Objectives: to identify older women"s priorities for maintaining physical, emotional and social well-being in later years and to measure the extent to which women perceive that these priorities are being met by the health care system.
Methods: a cross-sectional survey of community-dwelling women aged 55-93 years old (n = 609, mean age 70). Women attendees of outpatient medical clinics were invited to fill out a written questionnaire on health priorities and perceptions of care. Mismatches between the care that women desired and the care they perceived to be receiving were identified. Predictors of unmet priorities were evaluated.
Setting: the Greater Montreal Area in Quebec, Canada.

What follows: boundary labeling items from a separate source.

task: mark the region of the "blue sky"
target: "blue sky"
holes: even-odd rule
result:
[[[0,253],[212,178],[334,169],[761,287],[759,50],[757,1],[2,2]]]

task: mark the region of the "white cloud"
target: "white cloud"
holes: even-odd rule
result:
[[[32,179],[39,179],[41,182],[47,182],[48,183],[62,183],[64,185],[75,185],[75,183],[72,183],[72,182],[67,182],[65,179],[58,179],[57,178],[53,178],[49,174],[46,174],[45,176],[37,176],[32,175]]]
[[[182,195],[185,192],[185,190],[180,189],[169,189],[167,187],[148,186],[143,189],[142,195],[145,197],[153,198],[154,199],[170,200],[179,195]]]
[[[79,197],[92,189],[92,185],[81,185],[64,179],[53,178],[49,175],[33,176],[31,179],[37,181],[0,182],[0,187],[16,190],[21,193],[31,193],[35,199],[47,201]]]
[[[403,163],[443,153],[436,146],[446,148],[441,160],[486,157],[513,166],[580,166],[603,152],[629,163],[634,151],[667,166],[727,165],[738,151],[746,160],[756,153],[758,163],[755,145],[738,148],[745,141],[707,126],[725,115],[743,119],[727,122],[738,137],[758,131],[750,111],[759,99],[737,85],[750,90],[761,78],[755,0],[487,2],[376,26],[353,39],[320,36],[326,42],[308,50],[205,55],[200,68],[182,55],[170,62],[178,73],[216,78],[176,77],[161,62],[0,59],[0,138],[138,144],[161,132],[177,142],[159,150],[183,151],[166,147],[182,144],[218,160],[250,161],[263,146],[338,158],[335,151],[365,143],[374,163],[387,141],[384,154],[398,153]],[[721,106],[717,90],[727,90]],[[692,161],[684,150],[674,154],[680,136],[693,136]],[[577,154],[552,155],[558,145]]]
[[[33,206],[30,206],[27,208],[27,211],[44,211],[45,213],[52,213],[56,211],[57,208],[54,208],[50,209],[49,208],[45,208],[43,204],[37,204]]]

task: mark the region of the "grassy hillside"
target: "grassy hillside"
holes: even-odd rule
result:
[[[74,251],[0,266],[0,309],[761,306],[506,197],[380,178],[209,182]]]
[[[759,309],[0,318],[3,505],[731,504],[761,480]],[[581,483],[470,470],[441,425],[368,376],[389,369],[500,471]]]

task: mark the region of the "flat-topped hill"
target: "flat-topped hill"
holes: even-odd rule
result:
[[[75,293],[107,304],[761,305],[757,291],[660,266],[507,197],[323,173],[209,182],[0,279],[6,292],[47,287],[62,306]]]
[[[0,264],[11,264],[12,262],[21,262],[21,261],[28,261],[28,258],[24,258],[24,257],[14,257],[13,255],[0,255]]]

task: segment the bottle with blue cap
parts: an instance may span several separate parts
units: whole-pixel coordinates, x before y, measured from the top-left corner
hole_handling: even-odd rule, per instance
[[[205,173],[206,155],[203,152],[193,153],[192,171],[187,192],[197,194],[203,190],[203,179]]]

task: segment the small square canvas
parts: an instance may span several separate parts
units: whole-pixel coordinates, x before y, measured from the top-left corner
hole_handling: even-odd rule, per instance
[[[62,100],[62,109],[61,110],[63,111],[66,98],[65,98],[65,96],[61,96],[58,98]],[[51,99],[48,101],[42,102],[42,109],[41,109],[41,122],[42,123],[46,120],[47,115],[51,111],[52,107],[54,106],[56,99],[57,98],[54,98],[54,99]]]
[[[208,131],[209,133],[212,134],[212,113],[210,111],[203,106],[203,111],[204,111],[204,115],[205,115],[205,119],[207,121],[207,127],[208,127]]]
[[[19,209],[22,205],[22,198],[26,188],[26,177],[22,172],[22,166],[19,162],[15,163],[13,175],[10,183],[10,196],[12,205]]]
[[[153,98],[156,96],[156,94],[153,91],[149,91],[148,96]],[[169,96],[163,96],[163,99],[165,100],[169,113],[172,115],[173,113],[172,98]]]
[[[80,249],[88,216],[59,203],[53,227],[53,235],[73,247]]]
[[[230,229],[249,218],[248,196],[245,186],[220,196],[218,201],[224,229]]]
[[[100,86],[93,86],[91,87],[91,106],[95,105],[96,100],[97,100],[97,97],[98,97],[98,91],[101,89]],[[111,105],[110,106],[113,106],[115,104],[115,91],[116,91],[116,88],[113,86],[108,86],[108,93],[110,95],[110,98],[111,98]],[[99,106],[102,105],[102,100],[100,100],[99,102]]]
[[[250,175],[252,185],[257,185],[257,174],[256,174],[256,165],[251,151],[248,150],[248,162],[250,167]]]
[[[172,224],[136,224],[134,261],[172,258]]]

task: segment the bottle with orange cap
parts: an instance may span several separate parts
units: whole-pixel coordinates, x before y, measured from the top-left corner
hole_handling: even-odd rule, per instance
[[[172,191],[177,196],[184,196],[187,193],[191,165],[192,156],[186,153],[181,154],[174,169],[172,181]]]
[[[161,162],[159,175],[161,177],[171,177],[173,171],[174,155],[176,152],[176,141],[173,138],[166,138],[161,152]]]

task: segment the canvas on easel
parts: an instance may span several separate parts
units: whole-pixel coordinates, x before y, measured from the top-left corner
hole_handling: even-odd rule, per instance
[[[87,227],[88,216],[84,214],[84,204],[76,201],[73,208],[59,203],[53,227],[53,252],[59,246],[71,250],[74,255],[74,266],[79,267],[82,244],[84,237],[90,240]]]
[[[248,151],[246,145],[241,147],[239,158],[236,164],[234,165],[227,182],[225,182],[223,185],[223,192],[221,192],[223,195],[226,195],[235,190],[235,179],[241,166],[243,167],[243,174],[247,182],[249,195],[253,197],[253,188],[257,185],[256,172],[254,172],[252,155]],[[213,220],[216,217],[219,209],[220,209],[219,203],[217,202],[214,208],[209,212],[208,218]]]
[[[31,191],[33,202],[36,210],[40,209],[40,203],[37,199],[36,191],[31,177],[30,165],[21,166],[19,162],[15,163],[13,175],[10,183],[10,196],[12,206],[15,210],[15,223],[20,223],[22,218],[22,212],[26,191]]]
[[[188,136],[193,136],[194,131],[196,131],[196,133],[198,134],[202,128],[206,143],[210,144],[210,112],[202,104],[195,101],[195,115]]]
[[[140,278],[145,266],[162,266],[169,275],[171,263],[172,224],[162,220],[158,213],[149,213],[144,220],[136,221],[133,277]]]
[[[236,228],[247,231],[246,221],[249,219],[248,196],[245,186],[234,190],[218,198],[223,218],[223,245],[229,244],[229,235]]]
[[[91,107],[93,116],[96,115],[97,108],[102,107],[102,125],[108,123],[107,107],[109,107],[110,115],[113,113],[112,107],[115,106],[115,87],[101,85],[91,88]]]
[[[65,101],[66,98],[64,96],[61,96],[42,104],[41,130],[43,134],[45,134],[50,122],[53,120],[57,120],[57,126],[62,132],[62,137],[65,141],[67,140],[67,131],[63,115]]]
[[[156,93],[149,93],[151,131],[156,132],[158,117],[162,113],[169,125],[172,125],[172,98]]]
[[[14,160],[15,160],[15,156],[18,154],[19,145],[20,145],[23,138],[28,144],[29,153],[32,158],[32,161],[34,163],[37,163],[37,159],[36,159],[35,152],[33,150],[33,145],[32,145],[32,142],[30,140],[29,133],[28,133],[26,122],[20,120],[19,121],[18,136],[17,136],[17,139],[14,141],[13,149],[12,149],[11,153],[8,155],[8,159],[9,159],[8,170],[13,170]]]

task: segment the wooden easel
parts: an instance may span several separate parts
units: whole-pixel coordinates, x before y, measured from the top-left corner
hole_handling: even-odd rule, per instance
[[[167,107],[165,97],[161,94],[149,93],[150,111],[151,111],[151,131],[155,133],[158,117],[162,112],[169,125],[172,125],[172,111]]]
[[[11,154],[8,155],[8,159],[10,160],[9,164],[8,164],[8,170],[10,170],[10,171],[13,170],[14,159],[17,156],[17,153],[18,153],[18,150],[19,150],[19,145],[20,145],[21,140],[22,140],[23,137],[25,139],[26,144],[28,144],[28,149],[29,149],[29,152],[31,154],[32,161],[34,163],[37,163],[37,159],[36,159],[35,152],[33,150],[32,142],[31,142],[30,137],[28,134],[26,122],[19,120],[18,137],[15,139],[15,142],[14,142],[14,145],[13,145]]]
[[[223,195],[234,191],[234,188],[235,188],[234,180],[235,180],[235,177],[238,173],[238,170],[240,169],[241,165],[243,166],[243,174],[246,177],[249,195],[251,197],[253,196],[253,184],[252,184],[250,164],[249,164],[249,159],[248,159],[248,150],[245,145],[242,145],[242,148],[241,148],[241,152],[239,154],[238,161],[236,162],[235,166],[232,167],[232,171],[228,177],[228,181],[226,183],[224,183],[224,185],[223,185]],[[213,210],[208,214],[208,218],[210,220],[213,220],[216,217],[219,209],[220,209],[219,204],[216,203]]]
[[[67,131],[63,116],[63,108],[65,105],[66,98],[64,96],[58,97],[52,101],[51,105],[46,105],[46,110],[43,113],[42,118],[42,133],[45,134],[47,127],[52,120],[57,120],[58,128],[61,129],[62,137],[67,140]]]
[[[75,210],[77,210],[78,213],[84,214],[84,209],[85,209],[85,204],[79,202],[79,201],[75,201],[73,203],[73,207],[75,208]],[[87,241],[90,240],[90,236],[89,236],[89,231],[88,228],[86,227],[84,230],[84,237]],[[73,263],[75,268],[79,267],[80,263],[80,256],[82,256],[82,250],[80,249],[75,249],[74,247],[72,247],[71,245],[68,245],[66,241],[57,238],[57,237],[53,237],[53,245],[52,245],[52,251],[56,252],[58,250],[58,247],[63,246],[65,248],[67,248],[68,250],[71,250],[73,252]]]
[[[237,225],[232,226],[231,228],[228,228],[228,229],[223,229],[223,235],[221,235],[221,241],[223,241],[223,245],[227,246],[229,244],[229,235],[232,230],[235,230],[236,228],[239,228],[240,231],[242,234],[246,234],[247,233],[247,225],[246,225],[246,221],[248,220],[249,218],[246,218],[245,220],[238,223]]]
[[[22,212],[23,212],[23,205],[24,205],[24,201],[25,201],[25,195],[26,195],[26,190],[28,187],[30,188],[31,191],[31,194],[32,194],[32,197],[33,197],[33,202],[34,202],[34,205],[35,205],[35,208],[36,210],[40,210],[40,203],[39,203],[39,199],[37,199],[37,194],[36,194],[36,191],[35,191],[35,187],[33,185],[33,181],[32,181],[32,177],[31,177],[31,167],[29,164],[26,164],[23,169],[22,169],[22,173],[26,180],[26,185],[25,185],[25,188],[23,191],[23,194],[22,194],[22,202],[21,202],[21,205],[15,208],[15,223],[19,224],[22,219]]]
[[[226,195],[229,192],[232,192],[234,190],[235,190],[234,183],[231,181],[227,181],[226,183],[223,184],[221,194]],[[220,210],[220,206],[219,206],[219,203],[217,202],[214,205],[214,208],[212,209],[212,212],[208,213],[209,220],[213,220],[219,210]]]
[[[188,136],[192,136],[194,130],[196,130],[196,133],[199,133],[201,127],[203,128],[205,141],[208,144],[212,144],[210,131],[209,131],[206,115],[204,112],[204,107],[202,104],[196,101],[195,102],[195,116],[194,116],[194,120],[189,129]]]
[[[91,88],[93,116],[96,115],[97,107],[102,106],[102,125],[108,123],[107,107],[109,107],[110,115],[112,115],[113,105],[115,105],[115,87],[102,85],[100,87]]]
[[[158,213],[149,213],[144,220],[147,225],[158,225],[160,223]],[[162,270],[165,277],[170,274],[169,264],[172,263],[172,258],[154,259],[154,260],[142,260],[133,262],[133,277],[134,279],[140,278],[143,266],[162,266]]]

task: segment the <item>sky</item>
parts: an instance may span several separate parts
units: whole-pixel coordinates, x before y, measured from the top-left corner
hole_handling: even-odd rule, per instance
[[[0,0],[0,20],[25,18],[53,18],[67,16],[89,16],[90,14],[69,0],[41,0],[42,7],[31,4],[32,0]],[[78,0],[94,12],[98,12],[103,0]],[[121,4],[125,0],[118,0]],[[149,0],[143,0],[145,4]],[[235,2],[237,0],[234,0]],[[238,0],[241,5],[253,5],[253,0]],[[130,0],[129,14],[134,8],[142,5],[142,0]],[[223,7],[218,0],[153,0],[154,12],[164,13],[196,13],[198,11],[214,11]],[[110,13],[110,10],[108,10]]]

Results: in general, respondents were more concerned about preventing disability than with developing certain diseases later in life. Women prioritised feeling validated in the health care relationship and having their health care provider see them as a whole person. Deficiencies in addressing memory loss, preserving mobility and function and treating urinary incontinence were highlighted. Women aged 75 years and older were less likely to perceive that their priorities were unmet compared to women aged 55-74 years (OR 0.571; 95% confidence interval 0.404-0.808), when adjusting for other socio-demographic and health variables.
Conclusions: Opportunities exist to improve the preventive health care that women are receiving to promote healthy ageing. Women aged 55-74 should especially be targeted for interventions to prevent disability in later life.